As interesting a glimpse into late-1970s rural life as the photographs are, it would be a mistake to regard them only as snapshots, illustrations, or historical artifacts. Berry herself modestly describes the photographs as a “form of art,” and Aguilar encourages us to consider them alongside the fine art of Dorothea Lange, Walker Evans, and Alan Lomax. The particular form of art that Berry has in mind has more to do with traditional handcraft, though, than something that might be matted, framed, and hung on white gallery walls. Berry understands her photographic art to be literally continuous with the art of hog killing: “my participation,” she writes, “shifted from one form of art to another.” In the book’s introduction, Berry’s husband Wendell similarly connects fine photographic art to “the traditional art of hog killing.” According to Wendell Berry, artful hog killing is distinguished by the killer’s ability to “perform well under . . . pressure” without making “a shameful mess.”
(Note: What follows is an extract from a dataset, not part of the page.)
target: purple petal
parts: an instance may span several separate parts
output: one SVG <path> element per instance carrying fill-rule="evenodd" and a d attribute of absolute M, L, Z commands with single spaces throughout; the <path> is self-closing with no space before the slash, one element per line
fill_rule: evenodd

Wendell Berry’s earlier reflections on photography provide some insight into how a photographer (and a photographic critic) might avoid “making a shameful mess” of a complex reality. In The Unforeseen Wildernesspublished ten years before Tanya Berry took the For the Hog Killing, 1979 photographs—Wendell Berry distinguishes between a “tourist-photographer” and the “photographic artist.” The “tourist-photographer,” Wendell Berry writes, “goes to a place, bound by his intentions and preconceptions, to record what has already been recorded and what he therefore expects to find.” The “photographic artist,” in contrast, embarks on a “pilgrimage, for he [or in this case she] goes along ways he does not fully understand, in search of what he does not expect and cannot fully anticipate. His undertaking involves a profound humility, for he has effaced himself; he has done away with his expectations; he has ceased to make demands upon the place.” Wendell Berry describes the ideal photographer’s posture towards his or her subject, but we might also think of this posture as a better way to look at photographs as well. If we can approach Tanya Berry’s photographs without the anticipation and expectation that Wendell Berry warns us about, and if we can as Linfield encourages, “integrate emotion into the experience of looking,” perhaps we can encounter the photographs of For the Hog Killing, 1979 not as mere “ornaments or relics,” as Wendell Berry writes in The Unforeseen Wilderness, “but as windows and doors, enlargements of our living space, entrances into the mysterious world outside the walls, lessons in what to look for and how to see.”

For the Hog Killing

The best of Berry’s photographs in For the Hog Killing, 1979 go beyond documenting a healthy agricultural community from the past; they invite viewers to imagine themselves participating in that community. The book’s titular photograph, “For the Hog Killing,” is one obvious example. In the picture, four men lean over a hog in slanting afternoon sunlight. They work on different parts of the hog, but they work in concert, their rounded backs and bent arms forming concentric arcs of attention. One of the men has stepped away from the hog to work on some parallel task in the background, and this man’s absence leaves just enough room for some viewers to see themselves joining the work on the hog’s foreleg.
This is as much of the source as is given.